Assim, sugiro que a prescrição de
exercício para o emagrecimento seja baseada em fundamentos técnico-científicos
e em uma anamnese criteriosa perguntando ao aluno/cliente:
· Quais
as suas atividades favoritas?
Você
gosta de ciclismo/corrida/natação/exercícios de mudanças de
direção/saltar/arremessar?
· Você
gosta do ambiente de uma academia tradicional de musculação?
· Você
gosta de treinos que envolvem somente musculação?
· Você
gosta de treinos que envolvem somente ciclismo indoor/corrida na esteira?
· Você
gosta de exercícios com bola, cordas, anilhas, barras, cones?
A partir dessas respostas você pode
elaborar treinos mais variados, estratificando blocos de modalidades dentro e
entre as sessões, a exemplo do aplicado no grupo B no estudo acima. A
prescrição não fica restrita a exercício aeróbio longo ou HIIT ou resistido,
mas sim às necessidades e preferências do aluno, sempre atreladas ao seu
conhecimento.
Não
é uma regra que a sessão tenha que conter somente ciclismo ou corrida, ou
somente exercícios resistidos tradicionais em máquinas e com halteres, ou
somente exercícios funcionais com outros materiais. A prescrição de exercício
moderna contempla a variação, criatividade, inovação, dinamismo e
principalmente interação e coleta de feedback com o aluno/cliente.

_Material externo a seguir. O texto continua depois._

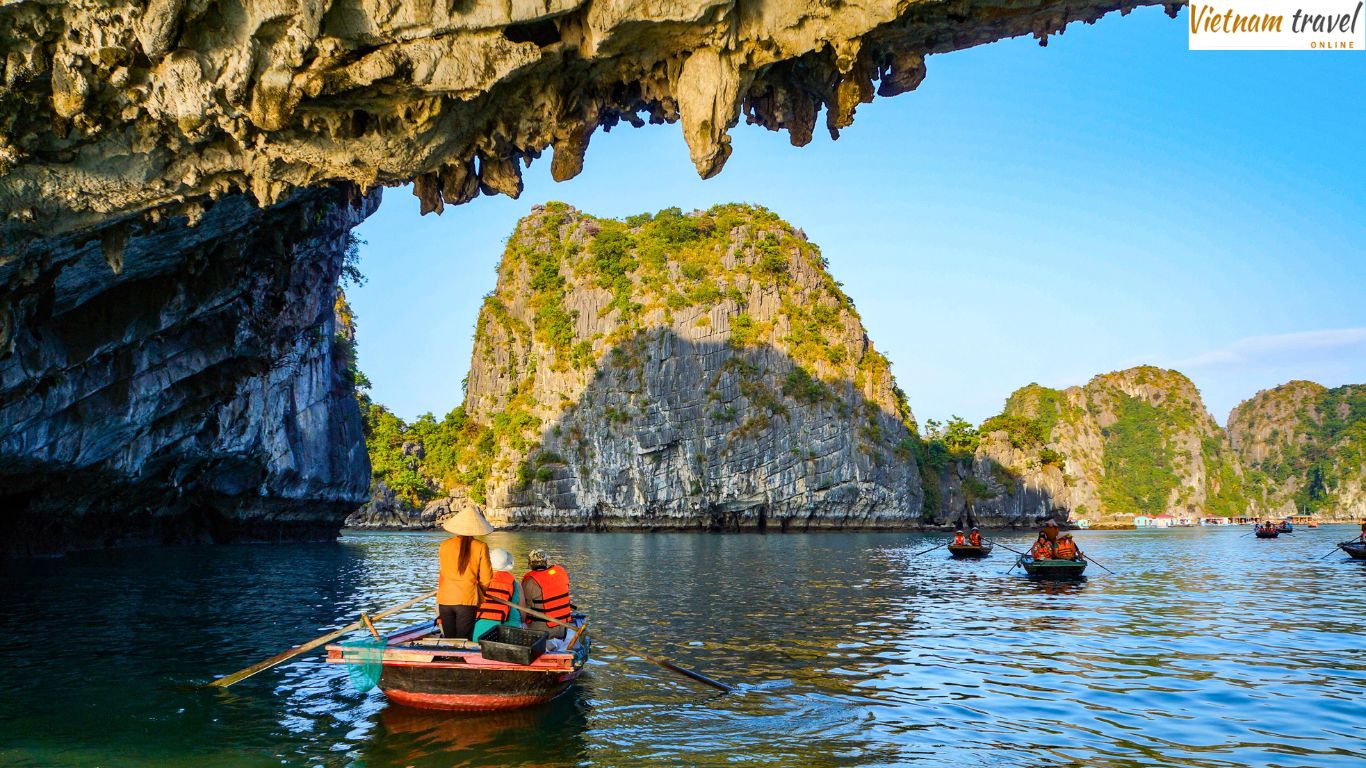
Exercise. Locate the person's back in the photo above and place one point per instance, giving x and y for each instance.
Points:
(503, 586)
(463, 570)
(547, 589)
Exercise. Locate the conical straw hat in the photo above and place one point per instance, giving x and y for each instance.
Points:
(467, 522)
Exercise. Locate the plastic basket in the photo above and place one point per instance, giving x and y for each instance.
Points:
(512, 645)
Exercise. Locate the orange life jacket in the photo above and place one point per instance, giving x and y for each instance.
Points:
(555, 593)
(500, 586)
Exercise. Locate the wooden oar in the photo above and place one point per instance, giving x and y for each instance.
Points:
(664, 663)
(1092, 560)
(930, 550)
(1007, 548)
(1339, 545)
(262, 666)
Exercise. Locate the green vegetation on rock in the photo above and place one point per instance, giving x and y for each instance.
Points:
(1138, 465)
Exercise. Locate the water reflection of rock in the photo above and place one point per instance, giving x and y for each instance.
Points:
(1049, 586)
(433, 738)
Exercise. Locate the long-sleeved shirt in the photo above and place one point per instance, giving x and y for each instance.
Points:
(462, 588)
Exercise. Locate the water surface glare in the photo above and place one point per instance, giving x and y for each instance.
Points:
(1205, 648)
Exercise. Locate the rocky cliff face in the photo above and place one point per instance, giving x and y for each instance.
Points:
(178, 383)
(679, 371)
(1305, 447)
(118, 108)
(1137, 442)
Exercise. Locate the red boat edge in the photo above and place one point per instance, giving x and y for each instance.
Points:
(420, 670)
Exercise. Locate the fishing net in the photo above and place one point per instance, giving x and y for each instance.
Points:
(364, 662)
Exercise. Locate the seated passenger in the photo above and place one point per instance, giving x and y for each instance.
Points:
(503, 585)
(547, 589)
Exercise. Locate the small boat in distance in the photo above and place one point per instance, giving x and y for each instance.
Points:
(970, 552)
(1355, 550)
(1056, 570)
(424, 670)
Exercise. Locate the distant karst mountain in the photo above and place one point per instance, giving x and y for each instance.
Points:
(1135, 442)
(670, 371)
(705, 371)
(1305, 447)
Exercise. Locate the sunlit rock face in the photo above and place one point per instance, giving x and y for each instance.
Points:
(1135, 442)
(1305, 447)
(682, 372)
(114, 107)
(182, 383)
(164, 269)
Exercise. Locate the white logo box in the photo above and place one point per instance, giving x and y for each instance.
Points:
(1277, 25)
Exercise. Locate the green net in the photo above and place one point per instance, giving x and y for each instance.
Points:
(364, 662)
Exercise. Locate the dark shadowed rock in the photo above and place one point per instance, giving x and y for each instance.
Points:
(180, 384)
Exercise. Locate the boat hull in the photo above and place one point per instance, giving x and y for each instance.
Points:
(421, 670)
(452, 688)
(969, 552)
(1053, 569)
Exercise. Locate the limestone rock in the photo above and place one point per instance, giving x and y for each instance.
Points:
(682, 371)
(180, 384)
(1135, 442)
(1305, 447)
(111, 108)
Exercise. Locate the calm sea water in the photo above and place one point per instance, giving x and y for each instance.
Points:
(1205, 648)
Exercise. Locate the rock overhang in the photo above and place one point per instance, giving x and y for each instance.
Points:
(112, 108)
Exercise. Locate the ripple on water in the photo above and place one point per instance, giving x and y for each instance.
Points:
(1206, 649)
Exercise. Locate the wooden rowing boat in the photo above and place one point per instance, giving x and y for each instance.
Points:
(1053, 569)
(1357, 550)
(969, 551)
(420, 668)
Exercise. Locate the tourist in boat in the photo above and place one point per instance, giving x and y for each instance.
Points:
(1042, 550)
(465, 571)
(547, 589)
(504, 585)
(1067, 548)
(1051, 532)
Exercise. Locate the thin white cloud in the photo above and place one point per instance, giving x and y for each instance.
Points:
(1281, 347)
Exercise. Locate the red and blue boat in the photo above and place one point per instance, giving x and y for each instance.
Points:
(424, 670)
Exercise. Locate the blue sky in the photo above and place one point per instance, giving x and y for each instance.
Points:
(1026, 215)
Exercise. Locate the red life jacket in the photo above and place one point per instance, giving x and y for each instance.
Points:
(500, 586)
(555, 593)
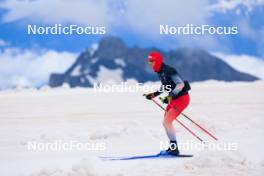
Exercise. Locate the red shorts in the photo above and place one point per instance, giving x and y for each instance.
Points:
(178, 105)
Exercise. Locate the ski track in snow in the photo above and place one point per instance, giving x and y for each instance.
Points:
(130, 126)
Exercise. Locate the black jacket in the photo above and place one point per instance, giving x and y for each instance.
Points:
(169, 78)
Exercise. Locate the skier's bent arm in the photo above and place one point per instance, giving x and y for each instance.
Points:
(179, 85)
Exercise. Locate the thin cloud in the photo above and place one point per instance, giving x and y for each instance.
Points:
(20, 67)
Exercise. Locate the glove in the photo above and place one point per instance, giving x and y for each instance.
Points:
(165, 100)
(150, 96)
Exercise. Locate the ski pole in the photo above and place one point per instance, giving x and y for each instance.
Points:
(179, 122)
(203, 129)
(189, 130)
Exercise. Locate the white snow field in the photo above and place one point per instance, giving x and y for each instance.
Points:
(126, 124)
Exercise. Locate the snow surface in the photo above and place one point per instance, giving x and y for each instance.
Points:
(129, 125)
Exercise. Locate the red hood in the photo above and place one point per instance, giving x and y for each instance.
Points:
(156, 58)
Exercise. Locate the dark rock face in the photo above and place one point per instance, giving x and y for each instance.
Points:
(112, 53)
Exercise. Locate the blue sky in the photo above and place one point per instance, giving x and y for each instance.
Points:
(135, 21)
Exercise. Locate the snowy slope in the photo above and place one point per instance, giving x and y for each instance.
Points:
(129, 125)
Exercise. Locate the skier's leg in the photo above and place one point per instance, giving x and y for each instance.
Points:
(169, 117)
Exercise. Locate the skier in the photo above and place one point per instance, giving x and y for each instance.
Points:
(177, 99)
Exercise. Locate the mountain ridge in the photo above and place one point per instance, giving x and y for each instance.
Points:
(112, 54)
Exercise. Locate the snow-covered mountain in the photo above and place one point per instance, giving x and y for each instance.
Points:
(112, 60)
(244, 63)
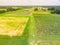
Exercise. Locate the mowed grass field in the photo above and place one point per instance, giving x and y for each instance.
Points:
(48, 29)
(24, 28)
(12, 29)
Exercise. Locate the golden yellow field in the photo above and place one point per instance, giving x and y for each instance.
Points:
(12, 26)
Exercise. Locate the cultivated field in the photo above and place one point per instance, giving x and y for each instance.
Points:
(12, 26)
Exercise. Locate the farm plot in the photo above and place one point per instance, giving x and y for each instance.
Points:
(48, 29)
(12, 26)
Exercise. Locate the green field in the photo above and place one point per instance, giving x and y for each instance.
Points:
(26, 28)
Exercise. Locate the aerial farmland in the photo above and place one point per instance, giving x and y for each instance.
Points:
(24, 25)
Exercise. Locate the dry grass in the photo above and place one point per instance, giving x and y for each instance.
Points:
(12, 26)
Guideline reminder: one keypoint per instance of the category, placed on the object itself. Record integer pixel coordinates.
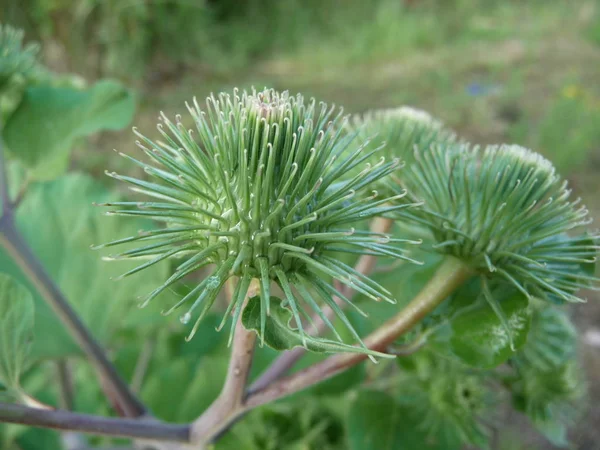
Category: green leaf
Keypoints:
(378, 422)
(478, 337)
(46, 123)
(16, 330)
(59, 222)
(551, 341)
(280, 335)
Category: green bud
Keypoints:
(259, 190)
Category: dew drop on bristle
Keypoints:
(212, 283)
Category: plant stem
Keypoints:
(4, 190)
(65, 420)
(449, 276)
(65, 379)
(365, 265)
(115, 388)
(230, 403)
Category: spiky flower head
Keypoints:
(400, 129)
(16, 60)
(505, 213)
(258, 190)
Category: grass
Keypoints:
(495, 71)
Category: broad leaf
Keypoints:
(479, 338)
(376, 421)
(281, 335)
(16, 330)
(59, 223)
(43, 128)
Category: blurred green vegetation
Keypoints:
(493, 70)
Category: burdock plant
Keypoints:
(259, 190)
(269, 196)
(505, 215)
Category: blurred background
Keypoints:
(495, 71)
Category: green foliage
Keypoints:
(568, 132)
(551, 340)
(280, 334)
(16, 330)
(400, 130)
(447, 400)
(307, 425)
(42, 130)
(379, 421)
(436, 399)
(71, 226)
(262, 194)
(505, 212)
(18, 63)
(479, 337)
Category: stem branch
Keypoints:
(114, 386)
(449, 276)
(85, 423)
(231, 401)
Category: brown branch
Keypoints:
(230, 403)
(65, 380)
(365, 265)
(112, 383)
(4, 188)
(449, 276)
(85, 423)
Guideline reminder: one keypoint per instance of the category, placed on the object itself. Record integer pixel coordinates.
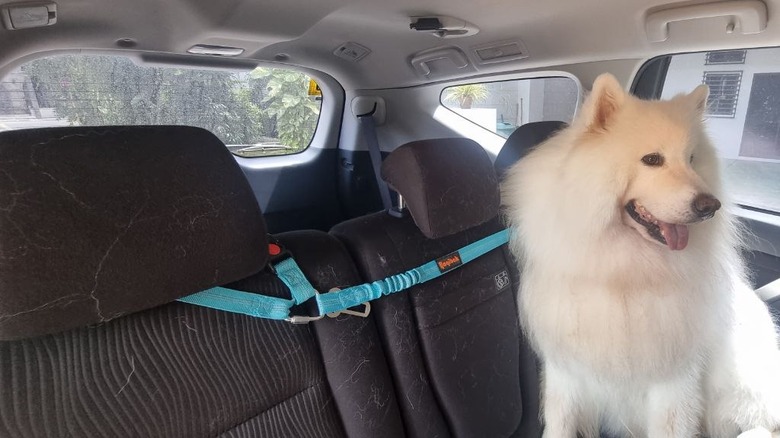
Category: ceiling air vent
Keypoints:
(500, 52)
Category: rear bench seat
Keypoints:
(100, 230)
(454, 346)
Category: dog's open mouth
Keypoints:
(675, 236)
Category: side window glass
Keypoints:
(743, 116)
(500, 107)
(267, 111)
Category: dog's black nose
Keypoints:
(705, 205)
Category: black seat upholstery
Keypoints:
(454, 345)
(100, 229)
(522, 140)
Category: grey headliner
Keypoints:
(555, 32)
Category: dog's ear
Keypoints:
(604, 100)
(698, 98)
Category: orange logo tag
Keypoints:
(449, 262)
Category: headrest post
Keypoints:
(398, 210)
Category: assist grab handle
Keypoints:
(751, 15)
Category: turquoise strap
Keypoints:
(261, 306)
(340, 300)
(235, 301)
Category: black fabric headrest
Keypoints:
(523, 140)
(100, 222)
(448, 184)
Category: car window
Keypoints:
(742, 116)
(500, 107)
(267, 111)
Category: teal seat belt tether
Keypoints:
(343, 299)
(261, 306)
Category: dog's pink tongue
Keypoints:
(676, 235)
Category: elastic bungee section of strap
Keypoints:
(261, 306)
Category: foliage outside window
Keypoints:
(263, 112)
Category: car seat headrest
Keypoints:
(449, 185)
(523, 140)
(100, 222)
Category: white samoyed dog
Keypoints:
(633, 292)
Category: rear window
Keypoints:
(267, 111)
(500, 107)
(742, 116)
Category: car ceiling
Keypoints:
(306, 33)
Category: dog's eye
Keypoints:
(654, 159)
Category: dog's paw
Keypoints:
(758, 432)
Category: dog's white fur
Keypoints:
(637, 339)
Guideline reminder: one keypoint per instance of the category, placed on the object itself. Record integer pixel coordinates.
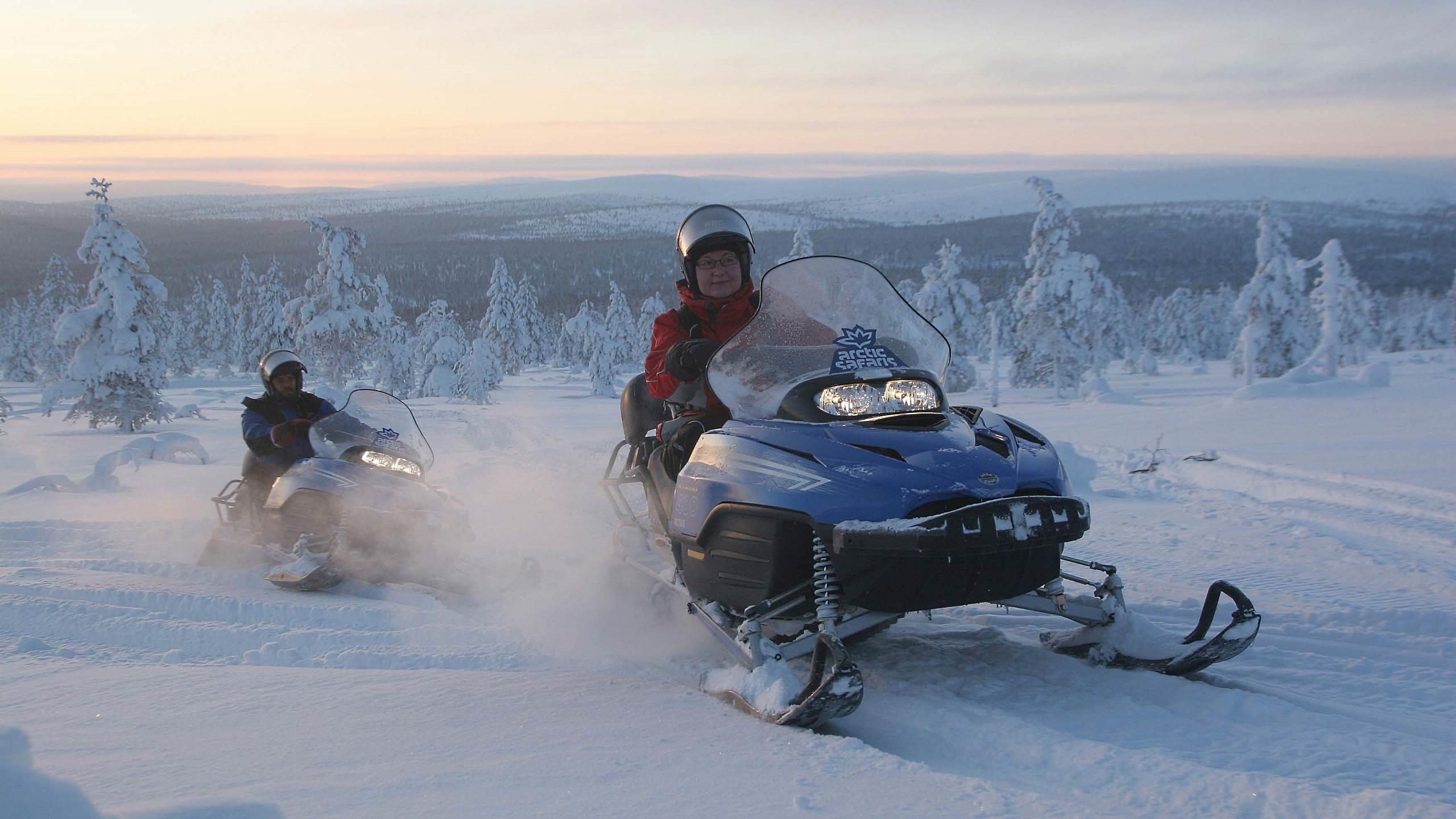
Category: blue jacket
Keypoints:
(263, 414)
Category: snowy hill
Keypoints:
(159, 688)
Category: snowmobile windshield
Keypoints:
(376, 421)
(822, 317)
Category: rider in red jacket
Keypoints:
(715, 251)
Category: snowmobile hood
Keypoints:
(848, 471)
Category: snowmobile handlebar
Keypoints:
(1210, 605)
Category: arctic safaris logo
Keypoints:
(859, 351)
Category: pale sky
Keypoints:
(313, 92)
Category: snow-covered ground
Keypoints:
(159, 688)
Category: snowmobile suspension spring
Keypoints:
(826, 585)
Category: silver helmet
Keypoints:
(277, 362)
(713, 228)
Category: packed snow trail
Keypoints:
(152, 682)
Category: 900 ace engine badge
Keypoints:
(859, 351)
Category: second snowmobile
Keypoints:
(360, 507)
(845, 493)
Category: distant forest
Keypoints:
(432, 254)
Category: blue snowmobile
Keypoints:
(845, 493)
(357, 509)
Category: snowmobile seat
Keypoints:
(641, 413)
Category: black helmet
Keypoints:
(279, 362)
(708, 229)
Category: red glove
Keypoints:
(289, 432)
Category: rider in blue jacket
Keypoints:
(276, 426)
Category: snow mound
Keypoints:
(769, 688)
(1305, 382)
(32, 795)
(175, 448)
(1097, 391)
(1081, 470)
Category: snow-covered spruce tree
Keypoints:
(803, 245)
(601, 351)
(576, 344)
(266, 325)
(651, 308)
(334, 321)
(479, 371)
(395, 353)
(439, 348)
(120, 363)
(621, 328)
(529, 324)
(243, 299)
(995, 354)
(18, 341)
(500, 317)
(220, 344)
(59, 293)
(1276, 334)
(1451, 314)
(1345, 312)
(1070, 315)
(953, 304)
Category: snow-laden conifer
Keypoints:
(1451, 314)
(1070, 315)
(803, 245)
(621, 341)
(1345, 312)
(243, 299)
(220, 320)
(528, 324)
(953, 304)
(1276, 334)
(334, 321)
(439, 346)
(479, 371)
(576, 343)
(995, 354)
(651, 308)
(395, 353)
(19, 351)
(500, 317)
(266, 325)
(59, 293)
(120, 363)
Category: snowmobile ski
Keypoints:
(833, 690)
(1226, 644)
(309, 573)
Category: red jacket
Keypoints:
(719, 320)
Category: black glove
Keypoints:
(688, 359)
(290, 432)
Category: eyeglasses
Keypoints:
(724, 263)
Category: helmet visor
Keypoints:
(711, 222)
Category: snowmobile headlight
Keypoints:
(900, 395)
(391, 462)
(849, 400)
(908, 395)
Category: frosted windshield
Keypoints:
(375, 420)
(822, 317)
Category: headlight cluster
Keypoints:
(901, 395)
(391, 462)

A minha missão é produzir conteúdo de
qualidade e inovador que auxilie o profissional a prescrever exercício de forma
eficaz e efetiva. Esse conteúdo é uma prévia do curso “Prescrição de Exercício Físico para o Emagrecimento: Evidências Científicas” que pode ser adquirido clicando nesse link.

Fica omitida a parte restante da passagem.